A transformation system for the basidiomycete Pleurotus ostreatus was established using agrobacterium-mediated infection. Following P ostreatus glyceraldehyde-3-phosphate dehydrogenase gene analysis, its promoter region including two introns was used as cis-regulatory element to drive expression of enhanced green fluorescent protein (eGFP). As a selection marker, the hygromycin phosphotransferase (hph) gene cassette was used in the binary vector pPEH. Mycelia without pretreatment were found to be the most efficient recipients in transformation experiments while fruiting body tissue or basidiospores showed lower transformation rates. A transformation efficiency of 75% was achieved. After subculturing, putative transformants were screened by PCR and Southern blot analysis showing the expected ectopic integration of the transforming DNA. At the same time, the promotor region was shown to drive expression of selection marker as well as eGFP that could be visualized, which will be helpful for future investigation using Agrobacterium tumefaciens mediated transformation for functional characterization of genes in the mushroom forming basidioymcete P ostreatus
机译:利用农杆菌介导的感染建立了平菇侧耳菌的转化系统。
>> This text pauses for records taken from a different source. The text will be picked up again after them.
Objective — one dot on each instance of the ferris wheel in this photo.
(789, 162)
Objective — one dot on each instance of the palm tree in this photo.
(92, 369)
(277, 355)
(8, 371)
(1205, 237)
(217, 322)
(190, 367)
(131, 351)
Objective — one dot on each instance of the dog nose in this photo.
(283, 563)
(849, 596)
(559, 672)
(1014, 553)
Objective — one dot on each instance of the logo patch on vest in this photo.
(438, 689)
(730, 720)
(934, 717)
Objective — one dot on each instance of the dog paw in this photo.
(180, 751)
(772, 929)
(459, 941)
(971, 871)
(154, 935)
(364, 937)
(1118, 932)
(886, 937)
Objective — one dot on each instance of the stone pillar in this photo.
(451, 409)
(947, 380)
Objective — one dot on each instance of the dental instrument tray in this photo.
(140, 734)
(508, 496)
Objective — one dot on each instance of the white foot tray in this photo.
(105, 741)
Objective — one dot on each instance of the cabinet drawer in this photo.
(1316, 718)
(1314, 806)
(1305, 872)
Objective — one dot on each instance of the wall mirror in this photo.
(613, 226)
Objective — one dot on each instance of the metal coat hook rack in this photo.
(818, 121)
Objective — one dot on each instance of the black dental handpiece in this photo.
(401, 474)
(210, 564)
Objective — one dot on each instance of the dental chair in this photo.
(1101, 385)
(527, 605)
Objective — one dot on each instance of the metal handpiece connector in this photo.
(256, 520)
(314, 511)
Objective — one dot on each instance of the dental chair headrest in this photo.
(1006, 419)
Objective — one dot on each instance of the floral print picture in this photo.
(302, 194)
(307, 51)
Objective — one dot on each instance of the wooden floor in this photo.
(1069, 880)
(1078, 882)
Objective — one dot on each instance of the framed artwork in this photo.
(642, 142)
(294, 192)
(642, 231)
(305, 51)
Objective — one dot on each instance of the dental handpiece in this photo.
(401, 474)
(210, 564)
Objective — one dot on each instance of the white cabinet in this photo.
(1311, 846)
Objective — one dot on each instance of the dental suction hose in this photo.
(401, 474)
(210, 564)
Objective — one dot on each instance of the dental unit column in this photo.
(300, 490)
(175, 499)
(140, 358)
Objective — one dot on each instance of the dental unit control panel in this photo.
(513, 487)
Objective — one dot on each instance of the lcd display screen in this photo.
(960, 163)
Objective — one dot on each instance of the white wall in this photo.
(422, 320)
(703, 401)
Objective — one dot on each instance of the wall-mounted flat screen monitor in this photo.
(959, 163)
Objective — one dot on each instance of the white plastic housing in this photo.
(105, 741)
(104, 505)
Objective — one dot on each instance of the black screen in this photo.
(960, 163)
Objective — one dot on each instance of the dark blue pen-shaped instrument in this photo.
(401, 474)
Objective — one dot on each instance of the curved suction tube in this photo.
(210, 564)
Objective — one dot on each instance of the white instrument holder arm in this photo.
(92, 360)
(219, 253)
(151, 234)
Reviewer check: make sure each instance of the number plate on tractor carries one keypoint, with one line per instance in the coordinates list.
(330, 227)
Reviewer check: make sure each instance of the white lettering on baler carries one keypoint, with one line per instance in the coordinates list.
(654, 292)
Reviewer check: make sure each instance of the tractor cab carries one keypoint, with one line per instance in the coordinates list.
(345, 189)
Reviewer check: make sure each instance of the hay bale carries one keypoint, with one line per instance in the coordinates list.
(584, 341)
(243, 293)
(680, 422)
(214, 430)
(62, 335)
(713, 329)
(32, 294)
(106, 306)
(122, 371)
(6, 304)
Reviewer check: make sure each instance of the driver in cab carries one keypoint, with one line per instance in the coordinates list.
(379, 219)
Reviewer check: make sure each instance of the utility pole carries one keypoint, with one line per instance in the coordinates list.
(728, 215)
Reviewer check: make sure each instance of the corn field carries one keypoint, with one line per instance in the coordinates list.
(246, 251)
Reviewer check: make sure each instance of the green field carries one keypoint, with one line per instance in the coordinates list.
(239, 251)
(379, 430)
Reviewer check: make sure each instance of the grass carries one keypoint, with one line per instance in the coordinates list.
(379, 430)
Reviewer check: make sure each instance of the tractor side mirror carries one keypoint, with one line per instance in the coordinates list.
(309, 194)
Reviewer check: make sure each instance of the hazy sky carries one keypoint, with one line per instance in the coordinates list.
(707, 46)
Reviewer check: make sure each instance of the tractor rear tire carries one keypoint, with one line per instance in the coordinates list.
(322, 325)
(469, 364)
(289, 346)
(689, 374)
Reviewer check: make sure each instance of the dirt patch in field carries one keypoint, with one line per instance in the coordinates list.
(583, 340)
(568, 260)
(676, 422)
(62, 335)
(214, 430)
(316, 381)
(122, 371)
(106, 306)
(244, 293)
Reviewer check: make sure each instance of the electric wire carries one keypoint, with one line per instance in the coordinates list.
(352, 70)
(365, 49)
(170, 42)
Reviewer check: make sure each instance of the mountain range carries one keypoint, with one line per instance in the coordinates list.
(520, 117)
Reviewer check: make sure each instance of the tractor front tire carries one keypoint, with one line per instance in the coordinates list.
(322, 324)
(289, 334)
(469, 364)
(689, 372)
在P. ostreatus甘油醛-3-磷酸脱氢酶基因分析之后,其启动子区域(包括两个内含子)被用作顺式调节元件,以驱动增强型绿色荧光蛋白(eGFP)的表达。作为选择标记,潮霉素磷酸转移酶(hph)基因盒被用于二元载体pPEH中。发现未经预处理的菌丝体是转化实验中最有效的受体,而结实的人体组织或担子孢子则显示出较低的转化率。实现了75%的转化效率。继代培养后,通过PCR和Southern印迹分析筛选推定的转化体,显示预期的转化DNA的异位整合。同时,显示出启动子区域可驱动选择标记以及可以可视化的eGFP的表达,这将有助于进一步利用根癌农杆菌介导的转化研究蘑菇中形成芽孢杆菌的基因的功能表征。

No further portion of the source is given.